His other health markers improved as well, including his bad cholesterol dropping 20 percent and his good cholesterol rising 20 percent. It may seem odd that a steady stream of cream-filled cake would decrease Haub’s bad cholesterol, but as Jackson Blatner of the American Dietetic Association pointed out, being overweight is the main issue with various other health risks, such as high cholesterol:

“When you lose weight, regardless of how you’re doing it — even if it’s with packaged foods, generally you will see these markers improve when weight loss has improved.”

Before his Twinkie diet, Haub tried a healthy diet that included the occasional unhealthy treat, and he wasn’t becoming healthier, which he feels is because he was eating too much, regardless of the mainly healthy foods he was eating.

As someone who has been regularly visiting a gym for over a decade and having grown up with a bodybuilder father and nutritionist mother, the results of Haub’s experiment aren’t surprising in the least. When I first started working out, I couldn’t gain weight no matter what I tried. I asked a large amount of people at the few gyms I attended at the time, and the advice received has always stuck out: Eat everything. The first (extremely in-shape) person I asked told me to buy a box of bakery cupcakes from the local grocery store and eat that after lunch a few times a week. The next (very ripped and cut) person I asked told me he ate a tub of chocolate pudding a few times a week after dinner. The message was clear: So long as you’re correctly working out, the type of food you eat doesn’t matter as much as you may think. This sentiment applies to Haub’s experiment: So long as you aren’t eating enough, you’ll lose weight. It’s common sense, for the most part. If the only thing you eat each day is one McRib, its less-than-stellar nutritional value won’t really pack on the pounds since one McRib isn’t even close to the amount of food a person is supposed to eat per day.

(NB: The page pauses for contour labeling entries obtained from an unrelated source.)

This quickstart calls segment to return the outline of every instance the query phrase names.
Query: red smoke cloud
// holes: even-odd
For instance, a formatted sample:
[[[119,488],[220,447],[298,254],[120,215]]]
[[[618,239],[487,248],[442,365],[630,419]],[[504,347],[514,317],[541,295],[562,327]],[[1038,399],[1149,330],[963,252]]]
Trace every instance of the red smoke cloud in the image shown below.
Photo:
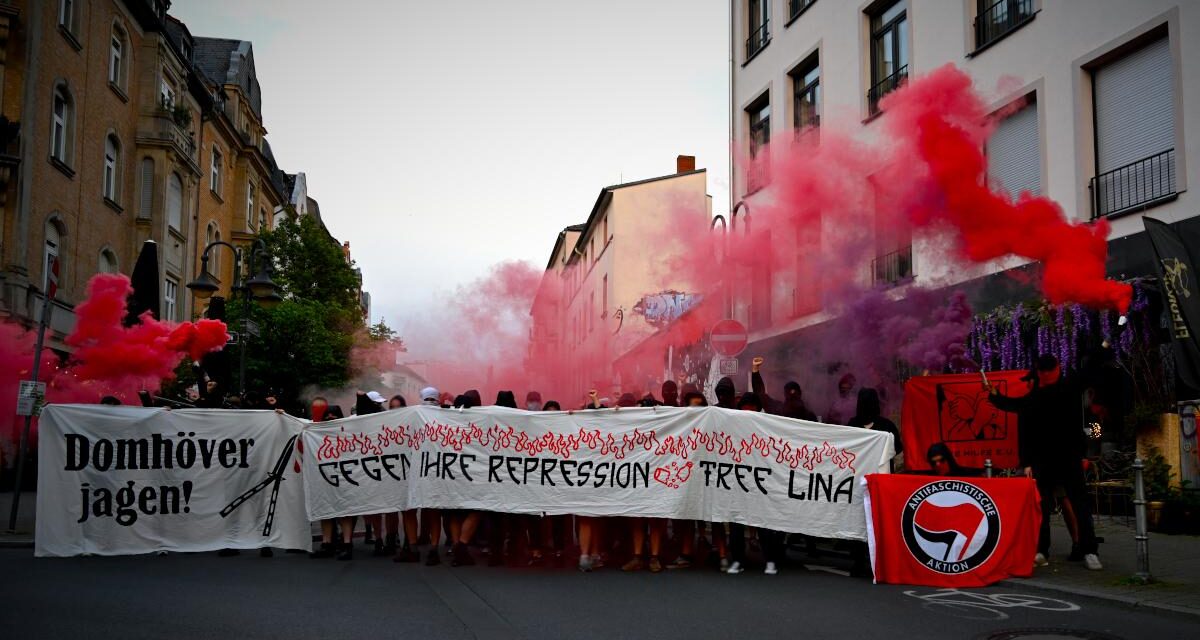
[[[88,298],[76,306],[76,328],[65,340],[74,348],[70,360],[64,365],[49,348],[42,352],[38,378],[47,383],[47,402],[97,402],[104,395],[134,401],[137,391],[155,391],[173,378],[185,355],[198,360],[224,347],[228,335],[220,321],[174,324],[144,313],[140,323],[124,327],[131,292],[124,275],[88,281]],[[35,341],[34,331],[0,323],[0,445],[6,449],[20,424],[13,399],[18,383],[32,376]]]
[[[889,133],[914,148],[929,171],[925,202],[911,209],[917,226],[949,223],[973,262],[1010,255],[1040,262],[1043,292],[1054,304],[1129,309],[1133,288],[1104,276],[1108,221],[1073,223],[1050,198],[1026,193],[1013,202],[988,190],[988,109],[966,73],[943,66],[882,106]]]
[[[857,107],[844,116],[836,106],[827,106],[818,132],[799,138],[776,133],[769,152],[772,180],[746,198],[749,209],[728,233],[714,232],[680,202],[662,216],[659,231],[617,238],[624,251],[646,253],[649,280],[666,287],[684,274],[694,285],[688,292],[704,297],[703,304],[634,349],[611,337],[589,337],[586,348],[572,347],[565,322],[530,323],[558,317],[568,306],[556,276],[541,282],[530,316],[518,312],[530,309],[539,291],[532,267],[515,286],[502,286],[510,281],[498,271],[460,291],[444,313],[421,323],[436,330],[406,328],[402,334],[414,355],[460,372],[433,381],[439,387],[461,393],[491,379],[497,384],[485,391],[485,402],[494,397],[494,388],[511,388],[518,400],[523,389],[533,388],[570,407],[581,399],[566,397],[560,389],[580,370],[584,379],[596,381],[601,394],[658,394],[668,349],[672,377],[710,385],[716,376],[709,372],[707,331],[728,315],[732,294],[736,317],[769,313],[768,322],[750,323],[752,331],[767,328],[756,336],[762,339],[761,353],[743,355],[743,365],[750,355],[767,357],[768,391],[778,394],[785,379],[797,379],[812,408],[823,413],[836,379],[853,372],[859,384],[889,394],[895,408],[904,376],[964,365],[972,311],[965,295],[943,287],[966,265],[1021,256],[1042,263],[1040,287],[1054,303],[1118,310],[1129,303],[1129,287],[1104,277],[1103,221],[1074,222],[1048,198],[1024,195],[1014,202],[988,189],[984,143],[996,118],[1008,114],[990,113],[989,102],[965,73],[947,66],[887,96],[884,114],[865,128]],[[739,172],[752,168],[749,158],[739,165]],[[872,259],[910,244],[924,261],[913,265],[914,277],[876,287]],[[564,280],[571,279],[568,274]],[[474,295],[473,288],[491,293]],[[756,306],[764,298],[772,300],[767,311]],[[472,304],[464,309],[467,299]],[[557,335],[534,336],[529,351],[530,328],[539,324]],[[536,355],[541,343],[553,342],[565,348],[551,358]],[[503,353],[498,343],[505,345]],[[527,352],[535,355],[521,367],[517,363]],[[620,389],[606,389],[600,372],[618,359],[620,369],[636,375],[622,379]],[[744,389],[744,372],[734,381]]]

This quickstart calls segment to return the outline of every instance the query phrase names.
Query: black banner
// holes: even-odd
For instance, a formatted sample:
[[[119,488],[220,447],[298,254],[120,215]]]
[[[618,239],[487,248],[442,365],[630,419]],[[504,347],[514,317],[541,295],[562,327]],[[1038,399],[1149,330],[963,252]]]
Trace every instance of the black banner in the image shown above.
[[[1200,397],[1200,274],[1183,238],[1170,225],[1142,217],[1146,235],[1158,258],[1166,322],[1175,339],[1175,366],[1181,387],[1178,400]]]

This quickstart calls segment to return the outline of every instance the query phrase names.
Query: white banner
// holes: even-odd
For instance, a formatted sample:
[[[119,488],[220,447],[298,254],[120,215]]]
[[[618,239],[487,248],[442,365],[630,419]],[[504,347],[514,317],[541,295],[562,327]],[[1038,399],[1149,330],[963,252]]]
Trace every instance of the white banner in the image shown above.
[[[302,424],[269,411],[50,405],[35,555],[310,549]]]
[[[304,431],[308,518],[418,507],[742,522],[866,539],[892,436],[718,407],[409,407]]]

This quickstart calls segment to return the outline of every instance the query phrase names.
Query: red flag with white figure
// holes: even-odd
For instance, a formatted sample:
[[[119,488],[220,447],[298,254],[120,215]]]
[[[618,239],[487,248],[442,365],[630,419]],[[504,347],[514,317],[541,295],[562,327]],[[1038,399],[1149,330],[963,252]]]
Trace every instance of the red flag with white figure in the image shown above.
[[[1032,479],[876,473],[864,482],[876,582],[982,587],[1033,574],[1042,509]]]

Even professional athletes, people whose job it is to be fit and healthy, follow the seemingly wacky advice I received when I first started working out. As mentioned in this article, Dwight Howard, center for the NBA’s Orlando Magic, sometimes eats McDonald’s before a game (in the case of that article, two Quarter Pounders, a large fry, and a large Sprite), and he looks like this:

If Haub continued his Twinkie diet, it is also possible that he would reach a light enough weight to where the unhealthy Twinkies would actually begin to put weight back onto his body, rather than continue the loss.

Yes, eating healthy will quicken weight loss and lessen health risks, but Haub, Dwight, a lifetime of advice from gym rats and common sense prove that eating the occasional cream-filled cake or greasy burger isn’t anything over which to fret, and it’s the amount of food eaten and amount of physical activity performed that are the real catalysts of weight loss.